The high profile of the NFWW was due in part to its newspaper The Woman Worker, published from 1907 to 1910, which collated allegories, anecdotes and related advertisements associated with its members. Initially edited by the president of the NFWW Mary Macarthur and published monthly, it was the only publication of its time aimed at working women as its primary audience and covered a broad range of subjects from fashion and literature to suffrage, feminism and socialist politics. In the first edition of the paper Macarthur stated in the editorial the purpose of the paper was to "To teach the need for unity, to help improve working conditions, to present a monthly picture of the many activities of women Trade Unionists, to discuss all questions affecting the interests and welfare of women. Such, in brief, is our aim and purpose." While much of the content was focused on unionism and women's rights the paper also contained lighter content such as features entitled "The Art of Beauty" and "Home Hints".

In 1908, with the involvement of Robert Blatchford, socialist campaigner and founder of The Clarion socialist newspaper, it began to be published weekly and to move beyond the affairs of NFWW to attract a broader readership. At its peak it attained a circulation of around 20,000. Macarthur ceased to be editor in December 1908 complaining of "the chains of office [that] riveted me oft-times to my desk when I would fain have been a-fighting in the open field".

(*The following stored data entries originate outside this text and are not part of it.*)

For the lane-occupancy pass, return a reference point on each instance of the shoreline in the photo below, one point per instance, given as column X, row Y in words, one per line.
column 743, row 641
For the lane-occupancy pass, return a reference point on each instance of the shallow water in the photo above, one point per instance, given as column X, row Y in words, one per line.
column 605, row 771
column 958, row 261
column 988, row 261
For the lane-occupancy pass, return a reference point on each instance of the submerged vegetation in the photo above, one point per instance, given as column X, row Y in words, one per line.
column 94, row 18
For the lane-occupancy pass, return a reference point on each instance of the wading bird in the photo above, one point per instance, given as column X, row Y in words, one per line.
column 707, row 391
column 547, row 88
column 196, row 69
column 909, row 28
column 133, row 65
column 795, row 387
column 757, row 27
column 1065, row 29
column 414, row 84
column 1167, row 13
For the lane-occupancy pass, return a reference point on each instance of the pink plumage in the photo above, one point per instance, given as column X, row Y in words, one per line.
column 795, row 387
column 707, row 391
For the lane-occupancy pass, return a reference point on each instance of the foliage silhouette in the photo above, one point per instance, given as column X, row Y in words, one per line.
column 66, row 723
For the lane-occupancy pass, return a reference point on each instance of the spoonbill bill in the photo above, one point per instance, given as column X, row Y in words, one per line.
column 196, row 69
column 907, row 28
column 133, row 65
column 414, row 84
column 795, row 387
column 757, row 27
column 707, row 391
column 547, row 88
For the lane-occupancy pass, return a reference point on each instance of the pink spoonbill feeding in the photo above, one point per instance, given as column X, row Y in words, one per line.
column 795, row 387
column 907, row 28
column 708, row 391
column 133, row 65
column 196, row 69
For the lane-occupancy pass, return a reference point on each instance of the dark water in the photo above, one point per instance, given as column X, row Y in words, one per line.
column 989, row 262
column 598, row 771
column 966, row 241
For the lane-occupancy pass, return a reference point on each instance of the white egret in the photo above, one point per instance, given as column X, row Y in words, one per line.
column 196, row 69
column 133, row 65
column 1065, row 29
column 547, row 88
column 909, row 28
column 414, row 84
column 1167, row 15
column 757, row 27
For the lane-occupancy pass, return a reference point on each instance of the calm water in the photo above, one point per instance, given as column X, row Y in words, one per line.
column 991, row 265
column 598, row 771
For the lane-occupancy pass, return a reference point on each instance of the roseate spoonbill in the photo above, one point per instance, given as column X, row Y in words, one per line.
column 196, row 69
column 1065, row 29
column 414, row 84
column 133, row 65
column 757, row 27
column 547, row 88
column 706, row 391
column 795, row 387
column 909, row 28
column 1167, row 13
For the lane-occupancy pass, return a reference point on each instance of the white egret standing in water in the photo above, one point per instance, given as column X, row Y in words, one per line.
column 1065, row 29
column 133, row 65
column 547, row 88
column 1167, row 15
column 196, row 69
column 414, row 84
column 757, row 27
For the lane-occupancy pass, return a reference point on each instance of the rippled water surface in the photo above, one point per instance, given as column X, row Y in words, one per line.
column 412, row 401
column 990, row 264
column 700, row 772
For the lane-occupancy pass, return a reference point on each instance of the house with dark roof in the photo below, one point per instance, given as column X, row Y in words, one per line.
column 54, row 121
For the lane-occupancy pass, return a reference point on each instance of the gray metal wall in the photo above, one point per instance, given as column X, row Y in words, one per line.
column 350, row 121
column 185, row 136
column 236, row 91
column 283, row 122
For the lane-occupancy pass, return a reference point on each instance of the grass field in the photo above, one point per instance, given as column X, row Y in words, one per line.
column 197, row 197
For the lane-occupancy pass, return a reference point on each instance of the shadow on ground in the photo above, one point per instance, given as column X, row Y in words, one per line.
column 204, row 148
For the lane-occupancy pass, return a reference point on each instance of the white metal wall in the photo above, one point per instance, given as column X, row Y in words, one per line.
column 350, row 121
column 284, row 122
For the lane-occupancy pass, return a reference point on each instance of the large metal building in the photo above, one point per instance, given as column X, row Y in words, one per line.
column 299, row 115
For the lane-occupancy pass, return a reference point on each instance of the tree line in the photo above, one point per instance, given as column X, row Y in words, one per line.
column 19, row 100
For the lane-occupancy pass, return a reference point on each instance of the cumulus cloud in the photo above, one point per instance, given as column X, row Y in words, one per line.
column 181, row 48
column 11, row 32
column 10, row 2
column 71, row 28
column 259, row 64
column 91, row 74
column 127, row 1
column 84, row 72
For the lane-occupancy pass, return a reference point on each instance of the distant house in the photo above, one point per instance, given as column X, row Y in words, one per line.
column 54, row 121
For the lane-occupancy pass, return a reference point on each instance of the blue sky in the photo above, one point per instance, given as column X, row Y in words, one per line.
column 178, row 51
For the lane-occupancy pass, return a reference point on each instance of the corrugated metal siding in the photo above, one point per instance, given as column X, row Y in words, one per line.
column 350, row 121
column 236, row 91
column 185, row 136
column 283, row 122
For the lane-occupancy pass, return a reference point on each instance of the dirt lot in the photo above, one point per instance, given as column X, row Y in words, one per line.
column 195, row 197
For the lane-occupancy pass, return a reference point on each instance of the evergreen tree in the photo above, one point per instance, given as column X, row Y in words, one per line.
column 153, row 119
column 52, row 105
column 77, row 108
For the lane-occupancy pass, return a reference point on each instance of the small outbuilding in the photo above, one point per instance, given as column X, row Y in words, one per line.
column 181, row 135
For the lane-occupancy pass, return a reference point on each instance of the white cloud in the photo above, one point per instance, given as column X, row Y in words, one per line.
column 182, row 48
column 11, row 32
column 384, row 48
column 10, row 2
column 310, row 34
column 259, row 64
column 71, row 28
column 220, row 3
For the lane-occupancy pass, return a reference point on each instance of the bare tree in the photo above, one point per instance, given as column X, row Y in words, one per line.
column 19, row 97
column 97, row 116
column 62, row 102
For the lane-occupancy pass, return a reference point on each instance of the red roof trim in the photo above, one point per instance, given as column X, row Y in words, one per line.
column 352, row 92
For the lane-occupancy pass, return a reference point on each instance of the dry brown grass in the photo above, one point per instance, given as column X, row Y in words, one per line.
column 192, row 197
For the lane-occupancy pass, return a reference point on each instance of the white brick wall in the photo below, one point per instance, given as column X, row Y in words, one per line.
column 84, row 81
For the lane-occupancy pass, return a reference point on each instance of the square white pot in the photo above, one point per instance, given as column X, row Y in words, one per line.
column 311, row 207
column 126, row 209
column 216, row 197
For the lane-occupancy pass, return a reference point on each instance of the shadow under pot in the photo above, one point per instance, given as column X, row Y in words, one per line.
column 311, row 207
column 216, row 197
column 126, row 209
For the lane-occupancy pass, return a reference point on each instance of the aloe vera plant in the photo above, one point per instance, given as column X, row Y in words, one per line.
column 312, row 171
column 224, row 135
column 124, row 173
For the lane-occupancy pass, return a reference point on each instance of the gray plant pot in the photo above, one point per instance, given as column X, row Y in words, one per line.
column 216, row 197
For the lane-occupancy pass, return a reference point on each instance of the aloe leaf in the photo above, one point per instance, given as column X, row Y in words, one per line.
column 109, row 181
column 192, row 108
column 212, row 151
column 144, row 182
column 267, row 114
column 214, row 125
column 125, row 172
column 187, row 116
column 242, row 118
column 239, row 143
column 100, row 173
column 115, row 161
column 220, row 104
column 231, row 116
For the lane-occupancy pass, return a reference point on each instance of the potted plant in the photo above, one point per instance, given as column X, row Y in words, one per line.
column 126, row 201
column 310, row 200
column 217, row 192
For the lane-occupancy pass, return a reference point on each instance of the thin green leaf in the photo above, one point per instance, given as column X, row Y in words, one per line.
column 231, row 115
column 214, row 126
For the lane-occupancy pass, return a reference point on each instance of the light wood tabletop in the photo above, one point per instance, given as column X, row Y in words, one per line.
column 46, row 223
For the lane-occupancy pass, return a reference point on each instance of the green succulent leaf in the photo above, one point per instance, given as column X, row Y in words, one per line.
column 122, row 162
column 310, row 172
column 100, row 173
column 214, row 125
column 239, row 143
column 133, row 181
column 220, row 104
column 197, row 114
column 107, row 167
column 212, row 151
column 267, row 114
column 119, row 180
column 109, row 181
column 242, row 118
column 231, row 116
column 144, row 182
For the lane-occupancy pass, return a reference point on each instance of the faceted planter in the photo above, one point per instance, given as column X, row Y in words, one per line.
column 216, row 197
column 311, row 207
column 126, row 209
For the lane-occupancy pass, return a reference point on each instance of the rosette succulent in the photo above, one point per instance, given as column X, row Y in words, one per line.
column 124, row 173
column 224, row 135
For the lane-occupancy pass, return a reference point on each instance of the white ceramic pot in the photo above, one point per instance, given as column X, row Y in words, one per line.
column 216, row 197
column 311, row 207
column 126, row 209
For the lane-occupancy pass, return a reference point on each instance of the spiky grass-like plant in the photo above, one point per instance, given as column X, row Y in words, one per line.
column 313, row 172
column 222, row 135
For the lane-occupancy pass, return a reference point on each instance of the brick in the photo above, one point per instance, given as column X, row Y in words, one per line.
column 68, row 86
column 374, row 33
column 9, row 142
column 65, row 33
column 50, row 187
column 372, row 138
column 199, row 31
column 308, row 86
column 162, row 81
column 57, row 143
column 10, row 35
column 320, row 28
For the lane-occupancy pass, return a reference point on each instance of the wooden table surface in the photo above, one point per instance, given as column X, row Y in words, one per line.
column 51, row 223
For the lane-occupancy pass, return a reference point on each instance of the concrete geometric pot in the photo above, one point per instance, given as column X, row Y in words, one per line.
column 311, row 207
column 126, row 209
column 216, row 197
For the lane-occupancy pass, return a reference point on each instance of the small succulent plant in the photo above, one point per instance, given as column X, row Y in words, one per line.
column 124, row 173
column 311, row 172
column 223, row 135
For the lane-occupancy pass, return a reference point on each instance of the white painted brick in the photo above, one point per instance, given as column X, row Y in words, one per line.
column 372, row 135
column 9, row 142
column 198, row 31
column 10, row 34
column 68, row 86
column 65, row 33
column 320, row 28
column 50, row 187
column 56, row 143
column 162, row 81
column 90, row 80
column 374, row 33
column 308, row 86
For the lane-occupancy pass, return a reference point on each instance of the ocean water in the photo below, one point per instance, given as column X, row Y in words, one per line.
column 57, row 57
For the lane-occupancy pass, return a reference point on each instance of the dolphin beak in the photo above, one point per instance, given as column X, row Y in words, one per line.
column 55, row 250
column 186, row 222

During this time, The Woman Worker shared contributors and editors with Blatchford's the Clarion but was discontinued in 1910 due to low circulation. In an attempt to boost circulation it was rebranded as Women Folk in February 1910 with Robert's daughter, Winifred Blatchford as editor before ceasing publication in the summer of that year.

It was successfully resurrected as a trade union paper in 1916 with Macarthur again as its editor. Its circulation now increased due to greater union membership during the First World War with NFWW branches established at munitions factories.